JPS589B2 - optical isolator - Google Patents

Description

DETAILED DESCRIPTION OF THE INVENTION The present invention generally relates to optical isolators, and more particularly to improving the wavelength characteristics and temperature characteristics of optical isolators using the Faraday effect.

Isolators are generally used in communications equipment to absorb reflected waves and unify the transmission direction.In optical fiber transmission systems, optical isolators are also used to stabilize the light source, connect points of fibers, input/output ends, etc. This is necessary to maintain transmission quality, such as by removing backward waves reflected from

As shown in FIG. 1, the conventionally proposed optical isolator consists of a magneto-optic material 1 having a Faraday effect, a pair of polarizers 2 and 3, and a magnet 4 for applying a magnetic field to the magneto-optic material 1. It is configured.

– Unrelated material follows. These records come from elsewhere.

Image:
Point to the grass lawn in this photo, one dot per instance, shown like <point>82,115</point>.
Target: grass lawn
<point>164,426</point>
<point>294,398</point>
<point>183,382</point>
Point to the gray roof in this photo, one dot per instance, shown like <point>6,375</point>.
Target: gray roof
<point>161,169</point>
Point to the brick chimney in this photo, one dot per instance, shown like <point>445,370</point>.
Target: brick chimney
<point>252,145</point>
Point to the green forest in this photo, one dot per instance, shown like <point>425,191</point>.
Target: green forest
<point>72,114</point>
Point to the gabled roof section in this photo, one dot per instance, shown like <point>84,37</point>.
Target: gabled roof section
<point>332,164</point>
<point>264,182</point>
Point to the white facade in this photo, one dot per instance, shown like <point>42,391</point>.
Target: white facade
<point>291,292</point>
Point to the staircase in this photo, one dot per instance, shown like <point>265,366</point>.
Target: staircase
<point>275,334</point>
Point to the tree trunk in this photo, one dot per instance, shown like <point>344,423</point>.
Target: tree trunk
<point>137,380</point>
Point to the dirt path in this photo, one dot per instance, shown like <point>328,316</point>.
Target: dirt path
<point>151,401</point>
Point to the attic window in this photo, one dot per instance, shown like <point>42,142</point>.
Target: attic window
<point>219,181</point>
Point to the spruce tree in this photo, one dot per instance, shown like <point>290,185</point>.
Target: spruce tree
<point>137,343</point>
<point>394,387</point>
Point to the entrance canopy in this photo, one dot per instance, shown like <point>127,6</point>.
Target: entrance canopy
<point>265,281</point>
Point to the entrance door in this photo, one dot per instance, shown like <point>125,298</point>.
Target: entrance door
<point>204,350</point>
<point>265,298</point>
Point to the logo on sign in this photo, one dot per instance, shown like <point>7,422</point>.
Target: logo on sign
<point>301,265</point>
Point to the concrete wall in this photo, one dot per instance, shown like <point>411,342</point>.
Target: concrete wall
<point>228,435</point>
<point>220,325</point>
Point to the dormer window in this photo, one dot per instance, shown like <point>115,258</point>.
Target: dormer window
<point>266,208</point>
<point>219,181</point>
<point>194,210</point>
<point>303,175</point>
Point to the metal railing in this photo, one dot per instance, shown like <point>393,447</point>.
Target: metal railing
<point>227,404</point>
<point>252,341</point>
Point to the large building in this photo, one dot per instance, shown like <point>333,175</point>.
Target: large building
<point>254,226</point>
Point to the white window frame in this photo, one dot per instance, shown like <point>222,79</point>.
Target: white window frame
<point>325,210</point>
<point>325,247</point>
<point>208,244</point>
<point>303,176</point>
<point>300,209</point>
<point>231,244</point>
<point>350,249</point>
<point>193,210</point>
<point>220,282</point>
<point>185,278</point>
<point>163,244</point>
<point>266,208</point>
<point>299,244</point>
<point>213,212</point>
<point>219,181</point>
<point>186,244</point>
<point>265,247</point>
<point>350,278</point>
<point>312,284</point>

For example, when constructing an optical isolator for a wavelength of 1.15μ, the magneto-optical material 1 is yttrium iron garnet (abbreviated as Y3Fe5O12-YIG), which is a ferromagnetic material.
, a Glan-Thompson prism is used as a polarizer.

The best isolation property is obtained when the rotation angle (optical power) of the plane of polarization due to the Faraday effect of YIG is 45° and the angle between polarizer 2 and polarizer 3 is 45°.

However, in general, the Faraday effect (the Verdet constant of paramagnetic materials, the Faraday optical rotation power of ferromagnetic materials) has wavelength dependence and temperature dependence, and the optical rotation power changes by 45 degrees due to changes in wavelength or temperature.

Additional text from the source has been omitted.